There has been another mass shooting today. Current reports are that twelve people were murdered and perhaps fifty more injured at a movie theater in Colorado.

This massacre is not very far from Columbine High School, where, thirteen years ago, two heavily-armed kids shot and killed twelve fellow students and a teacher, and wounded another 21 students, before killing themselves. In the intervening years, there’ve been mass murders at Virginia Tech; Geneva County, Alabama; Binghamton, New York; and Fort Hood, Texas. A total of 69 people were killed, and many more injured, in those four incidents. This doesn't include the shootings in Tucson, Arizona where Congresswoman Gabrielle Giffords was wounded. Six people were killed in that incident, which doesn’t qualify it as a mass shooting. Not by our standards in modern America.

What can be done about this? We could require that rifles, handguns, and ammunition magazines sold to and possessed by private citizens hold no more than six rounds. That would make it harder for madmen to kill large numbers of people without significantly impeding self-defense or hunting. Barry Goldwater famously said that if you need more than one round to shoot a deer, you should take up another sport.

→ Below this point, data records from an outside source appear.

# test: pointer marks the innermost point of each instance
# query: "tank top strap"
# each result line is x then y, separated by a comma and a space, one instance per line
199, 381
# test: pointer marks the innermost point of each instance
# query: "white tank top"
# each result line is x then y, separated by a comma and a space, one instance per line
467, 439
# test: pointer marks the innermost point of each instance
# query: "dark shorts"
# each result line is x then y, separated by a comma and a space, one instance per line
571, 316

The mass shootings are bad enough, but far more blood is spilled in prosaic, daily gun violence. In the last five years, 47,856 people were murdered with guns in America. You can look at the data here. The biggest problem, by far, are handguns. It’s more difficult to devise effective but lawful gun control for handguns because the Supreme Court has held that the Second Amendment guarantees, at a minimum, an individual right to keep a handgun in one’s home. In an article available here, I have described why I believe that effective gun control requires restricting the number of handguns in general circulation. If I am right about that, effective gun control may be unconstitutional.

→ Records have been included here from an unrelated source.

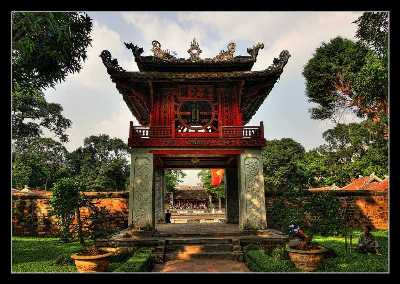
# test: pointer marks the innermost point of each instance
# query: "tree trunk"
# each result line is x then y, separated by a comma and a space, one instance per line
79, 221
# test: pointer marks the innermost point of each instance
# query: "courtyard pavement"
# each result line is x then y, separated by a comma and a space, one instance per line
201, 265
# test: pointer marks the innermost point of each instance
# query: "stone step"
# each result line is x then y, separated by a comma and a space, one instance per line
203, 255
183, 241
192, 235
200, 247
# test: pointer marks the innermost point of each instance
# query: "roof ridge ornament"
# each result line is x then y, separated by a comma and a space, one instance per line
194, 51
111, 64
159, 53
281, 61
136, 50
226, 55
253, 51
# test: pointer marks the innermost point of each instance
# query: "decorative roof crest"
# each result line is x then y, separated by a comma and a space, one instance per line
194, 50
159, 53
226, 55
136, 50
111, 64
254, 50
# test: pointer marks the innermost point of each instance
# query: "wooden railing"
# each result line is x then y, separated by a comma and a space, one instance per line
147, 132
241, 132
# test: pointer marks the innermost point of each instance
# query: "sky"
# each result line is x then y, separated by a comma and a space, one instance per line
93, 104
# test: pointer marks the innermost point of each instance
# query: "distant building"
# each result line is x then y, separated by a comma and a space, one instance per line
371, 182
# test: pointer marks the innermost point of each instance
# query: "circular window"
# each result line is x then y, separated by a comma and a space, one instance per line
195, 115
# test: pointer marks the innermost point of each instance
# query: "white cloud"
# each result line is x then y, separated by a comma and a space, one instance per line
89, 98
95, 106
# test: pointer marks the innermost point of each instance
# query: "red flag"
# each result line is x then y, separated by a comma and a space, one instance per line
217, 175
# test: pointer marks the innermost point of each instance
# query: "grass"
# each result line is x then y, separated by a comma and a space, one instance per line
141, 261
34, 254
258, 260
356, 262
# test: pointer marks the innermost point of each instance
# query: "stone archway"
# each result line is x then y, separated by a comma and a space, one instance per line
245, 199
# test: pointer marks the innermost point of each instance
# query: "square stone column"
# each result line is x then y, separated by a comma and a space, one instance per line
141, 204
252, 213
159, 195
231, 196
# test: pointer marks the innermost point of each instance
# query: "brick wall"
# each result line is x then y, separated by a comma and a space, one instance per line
31, 212
364, 206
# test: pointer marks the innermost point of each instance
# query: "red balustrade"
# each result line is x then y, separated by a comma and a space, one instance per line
240, 132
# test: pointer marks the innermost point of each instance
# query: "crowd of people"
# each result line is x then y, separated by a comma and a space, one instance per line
184, 205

Will today’s massacre stimulate us to do at least what we can do to reduce gun violence, such as limiting privately-owned weapons to six rounds? Almost certainly, it will not. The NRA has buffaloed politicians into believing that supporting gun control can be a career-ending move. There hasn't been any serious gun control effort at the federal level since 1994 – eighteen years ago – when the assault weapon ban was enacted. That legislation was too weak to be truly effective; but instead of strengthening it, Congress allowed the act to expire ten years later.

We can expect much hand-wringing – and nothing more – as a result of today’s slaughter.